If the memory 601, the processor 602, and the communication interface 603 are implemented independently, the communication interface 603, the memory 601, and the processor 602 may be connected to each other through a bus and perform communication with each other. The bus may be an ISA (Industry Standard Architecture ) bus, a PCI (Peripheral Component, external device interconnect) bus, or EISA (Extended Industry Standard Architecture ) bus, among others. The buses may be divided into address buses, data buses, control buses, etc. For ease of illustration, only one thick line is shown in fig. 6, but not only one bus or one type of bus.
Alternatively, in a specific implementation, if the memory 601, the processor 602, and the communication interface 603 are integrated on a chip, the memory 601, the processor 602, and the communication interface 603 may perform communication with each other through internal interfaces.

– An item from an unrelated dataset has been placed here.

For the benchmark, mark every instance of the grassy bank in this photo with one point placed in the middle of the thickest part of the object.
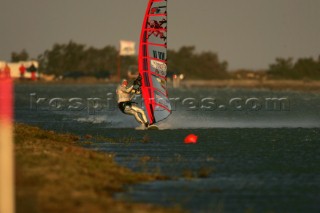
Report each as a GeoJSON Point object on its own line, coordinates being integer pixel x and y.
{"type": "Point", "coordinates": [53, 174]}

The processor 602 may be a CPU (Central Processing Unit ) or ASIC (Application Specific Integrated Circuit, application specific integrated circuit) or one or more integrated circuits configured to implement embodiments of the present application.

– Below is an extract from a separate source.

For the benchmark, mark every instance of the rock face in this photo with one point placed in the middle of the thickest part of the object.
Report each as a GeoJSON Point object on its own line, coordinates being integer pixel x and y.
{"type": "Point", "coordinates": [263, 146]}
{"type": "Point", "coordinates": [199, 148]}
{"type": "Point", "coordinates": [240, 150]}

The embodiment of the application also provides a computer readable storage medium having stored thereon a computer program which when executed by a processor implements the parking area identifying method as above.
In the description of the present specification, a description referring to terms "one embodiment," "some embodiments," "examples," "specific examples," or "some examples," etc., means that a particular feature, structure, material, or characteristic described in connection with the embodiment or example is included in at least one embodiment or example of the present application. In this specification, schematic representations of the above terms are not necessarily directed to the same embodiment or example. Furthermore, the particular features, structures, materials, or characteristics described may be combined in any suitable manner in any one or N embodiments or examples. Furthermore, the different embodiments or examples described in this specification and the features of the different embodiments or examples may be combined and combined by those skilled in the art without contradiction.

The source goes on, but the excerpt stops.